My ex is alienating me from my child: What do I do?

Divorce is tough, especially for children. But when children are caught up in their parents’ fights, things can become even more terrifying.

Parental alienation happens when a parent’s relationship with their child is strained due to the other parent’s interference. Parental alienation not only hurts the parent-child relationship in the present. Rather, the effects of parental alienation can live with the child through to adulthood.

So how should you respond to parental alienation?

If you suspect that your ex is alienating you from your child, you need to take appropriate steps to safeguard your rights and protect your child. However, proving parental alienation in court can be quite difficult.

Here are two steps that can help strengthen your parental alienation claim.

Keep a journal of the alienating behavior

It is important that you keep a record of any incident you believe amounted to alienation.
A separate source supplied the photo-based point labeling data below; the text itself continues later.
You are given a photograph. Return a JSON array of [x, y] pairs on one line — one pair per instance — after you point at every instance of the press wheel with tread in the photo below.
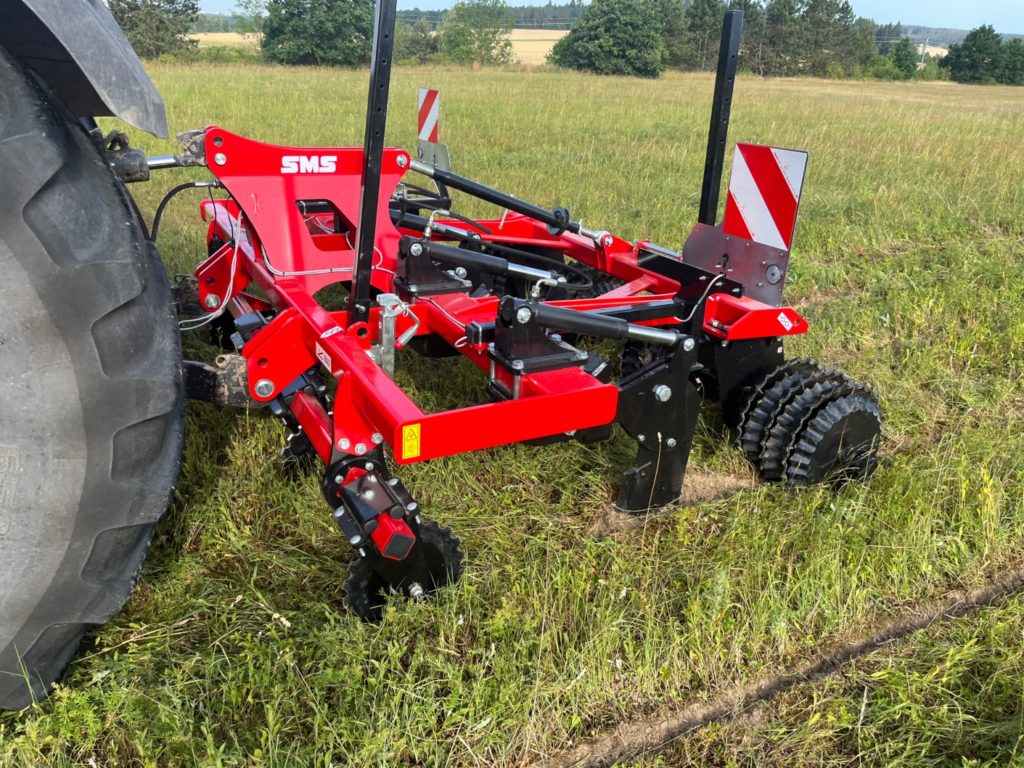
[[90, 382]]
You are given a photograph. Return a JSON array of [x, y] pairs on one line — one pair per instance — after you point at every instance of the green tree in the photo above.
[[978, 58], [830, 36], [415, 43], [785, 38], [1012, 72], [753, 54], [864, 46], [337, 33], [613, 37], [476, 32], [156, 27], [887, 35], [673, 18], [904, 56], [250, 16], [704, 34]]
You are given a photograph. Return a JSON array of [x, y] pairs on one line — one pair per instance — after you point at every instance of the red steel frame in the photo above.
[[290, 256]]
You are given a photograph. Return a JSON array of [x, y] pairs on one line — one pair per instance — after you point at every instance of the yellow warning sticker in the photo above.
[[411, 441]]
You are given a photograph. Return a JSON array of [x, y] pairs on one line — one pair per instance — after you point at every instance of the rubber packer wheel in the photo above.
[[91, 422], [366, 592]]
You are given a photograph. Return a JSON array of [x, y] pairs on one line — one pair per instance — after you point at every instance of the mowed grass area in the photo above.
[[236, 649], [529, 47]]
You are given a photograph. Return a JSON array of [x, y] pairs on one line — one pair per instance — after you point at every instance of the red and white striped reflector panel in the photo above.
[[764, 195], [430, 114]]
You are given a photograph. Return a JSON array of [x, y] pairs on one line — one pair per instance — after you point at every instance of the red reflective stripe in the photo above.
[[773, 186], [733, 222], [429, 98]]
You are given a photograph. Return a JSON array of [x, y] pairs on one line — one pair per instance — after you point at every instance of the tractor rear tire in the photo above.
[[91, 400]]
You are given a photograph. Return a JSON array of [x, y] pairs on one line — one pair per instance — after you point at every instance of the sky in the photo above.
[[1005, 15]]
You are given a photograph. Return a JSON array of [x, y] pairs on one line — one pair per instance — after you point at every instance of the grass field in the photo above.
[[908, 257], [528, 46]]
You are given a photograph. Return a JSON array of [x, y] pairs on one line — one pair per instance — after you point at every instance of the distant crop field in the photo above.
[[572, 619], [207, 39], [532, 46]]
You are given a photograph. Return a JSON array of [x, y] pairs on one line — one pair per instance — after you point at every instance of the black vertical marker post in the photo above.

These include incidents of negative remarks like exaggerating your shortcomings to the child, coaching the child to express certain feelings towards you, coaching the child to lie against you during the custody hearing or encouraging the child to show disrespect towards you. While keeping your journal, be sure to indicate the exact dates, locations and times when these alienating behaviors happened.

Take the matter to court

The worst mistake you can make if you believe your ex is creating a wedge between you and your child is to respond in kind. Do not counter a bad behavior with one of your own. Instead, talk to your legal counsel with the goal of bringing the matter to the attention of the court. Remember, the law will be on your side when you take the high road.

The court does not take claims of parental alienation lightly. If your ex is alienating you from your child, it is imperative that you act in your child’s best interest to stop the behavior.